Die Führung in Kiew habe in den Kampfmodus geschaltet und greife friedliche Siedlungen an, so Peskow weiter. Er sprach von einer „Strafaktion“ der Regierungstruppen. Putin habe gewarnt, eine solche Operation sei ein Verbrechen. „Leider bestärkt die Entwicklung seine Einschätzung völlig“, sagte Peskow. Die Regierung in Kiew spricht von einem „Anti-Terror-Einsatz“ gegen prorussische Aktivisten.

Separatisten gewannen zuletzt immer mehr Macht

In der Ostukraine werden mittlerweile mehr als ein Dutzend Städte von prorussischen Kräften kontrolliert. Diese lehnen die nach dem Sturz von Präsident Viktor Janukowitsch gebildete ukrainische Regierung ab und fordern eine föderative Lösung für das Land mit mehr Autonomie für die überwiegend russischsprachigen Gebiete bis hin zu einer Eingliederung in die Russische Föderation - wie mit der Schwarzmeerhalbinsel Krim geschehen. Sie werden vom Kreml unterstützt.

Ukrainische Soldaten besetzten demnach am Freitag auch das Dorf Bilbasiwka. Moskautreue Separatisten hatten ihren Einfluss in der russisch geprägten Ostukraine zuletzt immer weiter ausgedehnt. Sie halten staatliche Gebäude in zahlreichen Städten besetzt, darunter auch die Gebietshauptstädte Donezk und Lugansk. Erst am Donnerstag stürmten rund 300 prorussische Demonstranten in Donezk das Gebäude der Regionalstaatsanwaltschaft.

Ukrainische Polizei in Donezk überrannt

Wie ein AFP-Korrespondent berichtete, warfen die Angreifer in Donezk Steine und Molotow-Cocktails auf rund 100 Bereitschaftspolizisten, die das Gebäude bewachten. Die Sicherheitskräfte setzten Tränengas, Gummigeschosse und Blendgranaten ein, um die Menge zurückzudrängen, wurden aber überrannt. Mehrere Polizisten und Angreifer wurden verletzt.

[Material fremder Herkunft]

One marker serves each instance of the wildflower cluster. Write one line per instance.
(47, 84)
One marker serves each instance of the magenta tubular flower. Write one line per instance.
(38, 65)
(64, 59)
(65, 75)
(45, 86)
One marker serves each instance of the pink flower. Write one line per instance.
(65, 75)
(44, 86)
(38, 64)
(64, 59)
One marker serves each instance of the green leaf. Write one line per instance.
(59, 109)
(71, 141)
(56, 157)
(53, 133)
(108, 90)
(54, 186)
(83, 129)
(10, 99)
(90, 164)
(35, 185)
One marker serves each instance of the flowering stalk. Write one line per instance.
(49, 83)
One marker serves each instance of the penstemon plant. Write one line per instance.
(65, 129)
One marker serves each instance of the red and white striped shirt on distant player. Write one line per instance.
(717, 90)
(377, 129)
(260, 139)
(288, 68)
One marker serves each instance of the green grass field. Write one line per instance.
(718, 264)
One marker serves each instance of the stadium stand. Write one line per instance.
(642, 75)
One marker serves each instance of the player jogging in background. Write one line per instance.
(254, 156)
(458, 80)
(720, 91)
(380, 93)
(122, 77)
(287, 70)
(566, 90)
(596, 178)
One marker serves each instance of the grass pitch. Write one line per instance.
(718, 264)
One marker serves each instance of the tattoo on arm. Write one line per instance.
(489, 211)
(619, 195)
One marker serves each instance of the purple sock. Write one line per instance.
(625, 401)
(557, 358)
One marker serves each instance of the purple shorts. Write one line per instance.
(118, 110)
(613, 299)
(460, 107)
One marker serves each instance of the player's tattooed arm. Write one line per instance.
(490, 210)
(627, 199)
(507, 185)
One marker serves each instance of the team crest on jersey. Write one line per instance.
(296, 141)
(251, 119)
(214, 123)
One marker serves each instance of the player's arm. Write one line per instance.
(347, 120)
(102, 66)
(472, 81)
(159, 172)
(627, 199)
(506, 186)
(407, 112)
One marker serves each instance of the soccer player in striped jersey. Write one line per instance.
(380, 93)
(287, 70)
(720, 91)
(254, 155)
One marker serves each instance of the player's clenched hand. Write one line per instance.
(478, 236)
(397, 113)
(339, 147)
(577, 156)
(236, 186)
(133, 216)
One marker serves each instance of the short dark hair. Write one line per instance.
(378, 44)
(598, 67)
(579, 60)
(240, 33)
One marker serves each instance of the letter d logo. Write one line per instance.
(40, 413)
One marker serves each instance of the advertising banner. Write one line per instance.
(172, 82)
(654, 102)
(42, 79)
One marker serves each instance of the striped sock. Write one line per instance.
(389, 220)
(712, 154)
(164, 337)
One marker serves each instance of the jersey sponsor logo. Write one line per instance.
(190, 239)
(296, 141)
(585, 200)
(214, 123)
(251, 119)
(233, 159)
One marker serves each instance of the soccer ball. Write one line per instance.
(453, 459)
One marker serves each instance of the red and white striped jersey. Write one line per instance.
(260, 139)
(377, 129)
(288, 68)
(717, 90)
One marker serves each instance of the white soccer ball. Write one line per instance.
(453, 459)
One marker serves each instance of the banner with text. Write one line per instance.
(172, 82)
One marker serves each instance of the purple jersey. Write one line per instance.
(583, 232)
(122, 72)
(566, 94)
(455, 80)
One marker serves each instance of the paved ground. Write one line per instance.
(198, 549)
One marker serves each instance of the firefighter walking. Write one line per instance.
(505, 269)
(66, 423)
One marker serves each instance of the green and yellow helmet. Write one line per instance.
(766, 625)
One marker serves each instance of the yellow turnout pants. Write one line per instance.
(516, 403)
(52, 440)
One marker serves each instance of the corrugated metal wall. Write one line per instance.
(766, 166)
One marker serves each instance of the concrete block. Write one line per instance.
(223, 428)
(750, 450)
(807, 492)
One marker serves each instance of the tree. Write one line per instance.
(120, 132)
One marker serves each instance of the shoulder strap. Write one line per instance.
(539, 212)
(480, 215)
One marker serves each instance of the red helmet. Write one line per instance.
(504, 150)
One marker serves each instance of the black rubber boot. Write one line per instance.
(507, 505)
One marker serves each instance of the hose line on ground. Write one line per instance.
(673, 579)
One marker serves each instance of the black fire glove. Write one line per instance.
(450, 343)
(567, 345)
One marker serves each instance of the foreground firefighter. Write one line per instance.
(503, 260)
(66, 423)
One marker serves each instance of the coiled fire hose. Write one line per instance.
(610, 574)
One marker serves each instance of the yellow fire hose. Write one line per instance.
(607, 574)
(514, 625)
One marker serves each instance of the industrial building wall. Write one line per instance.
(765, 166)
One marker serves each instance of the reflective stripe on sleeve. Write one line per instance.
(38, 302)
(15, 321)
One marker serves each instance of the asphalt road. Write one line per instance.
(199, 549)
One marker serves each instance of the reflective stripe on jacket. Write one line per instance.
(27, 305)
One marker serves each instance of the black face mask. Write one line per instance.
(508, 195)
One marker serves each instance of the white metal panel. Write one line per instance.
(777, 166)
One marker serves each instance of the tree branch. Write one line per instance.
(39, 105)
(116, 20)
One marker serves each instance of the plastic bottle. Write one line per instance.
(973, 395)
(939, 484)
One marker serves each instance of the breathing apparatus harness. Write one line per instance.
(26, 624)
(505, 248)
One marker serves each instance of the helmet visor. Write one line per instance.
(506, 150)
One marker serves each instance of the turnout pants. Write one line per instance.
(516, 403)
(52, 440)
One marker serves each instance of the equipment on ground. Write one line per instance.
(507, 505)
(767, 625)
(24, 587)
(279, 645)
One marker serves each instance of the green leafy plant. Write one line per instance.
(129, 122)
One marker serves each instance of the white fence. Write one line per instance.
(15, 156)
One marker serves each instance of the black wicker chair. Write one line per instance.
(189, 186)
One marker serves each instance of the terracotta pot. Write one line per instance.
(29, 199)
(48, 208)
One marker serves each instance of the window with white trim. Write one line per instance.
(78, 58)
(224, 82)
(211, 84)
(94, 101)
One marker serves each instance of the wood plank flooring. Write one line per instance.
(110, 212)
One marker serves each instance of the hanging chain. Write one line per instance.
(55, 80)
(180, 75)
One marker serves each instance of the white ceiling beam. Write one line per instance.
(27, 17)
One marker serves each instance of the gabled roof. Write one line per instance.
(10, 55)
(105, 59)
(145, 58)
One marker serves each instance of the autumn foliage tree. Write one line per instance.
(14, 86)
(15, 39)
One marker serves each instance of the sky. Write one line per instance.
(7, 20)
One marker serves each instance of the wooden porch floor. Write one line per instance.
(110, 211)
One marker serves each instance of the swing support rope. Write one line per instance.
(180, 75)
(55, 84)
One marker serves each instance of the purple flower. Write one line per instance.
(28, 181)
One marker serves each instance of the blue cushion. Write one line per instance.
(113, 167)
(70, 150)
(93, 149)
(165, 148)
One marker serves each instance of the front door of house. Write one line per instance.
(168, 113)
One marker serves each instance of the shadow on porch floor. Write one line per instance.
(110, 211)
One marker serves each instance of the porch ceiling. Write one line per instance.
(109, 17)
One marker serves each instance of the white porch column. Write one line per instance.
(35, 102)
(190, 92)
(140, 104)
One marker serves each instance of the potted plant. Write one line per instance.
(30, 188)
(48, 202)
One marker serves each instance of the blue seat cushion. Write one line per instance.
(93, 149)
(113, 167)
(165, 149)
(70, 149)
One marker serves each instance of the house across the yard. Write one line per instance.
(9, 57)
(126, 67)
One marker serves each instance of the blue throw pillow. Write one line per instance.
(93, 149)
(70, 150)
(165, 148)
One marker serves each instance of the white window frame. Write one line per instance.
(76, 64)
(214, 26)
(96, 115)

Donezk ist die Hauptstadt der von den prorussischen Aktivisten ausgerufenen „Republik Donezk“. Das Gebäude der Regionalverwaltung wurde bereits am 6. April besetzt, das Rathaus zehn Tage später. Im Osten der Ukraine kontrollieren prorussische Milizen derzeit bereits mindestens 14 Städte. Unter anderem nahmen Separatisten zuletzt auch die Gebietsverwaltung der Stadt Lugansk ein. Weitere Verwaltungsgebäude wurden zudem in Gorlowka besetzt.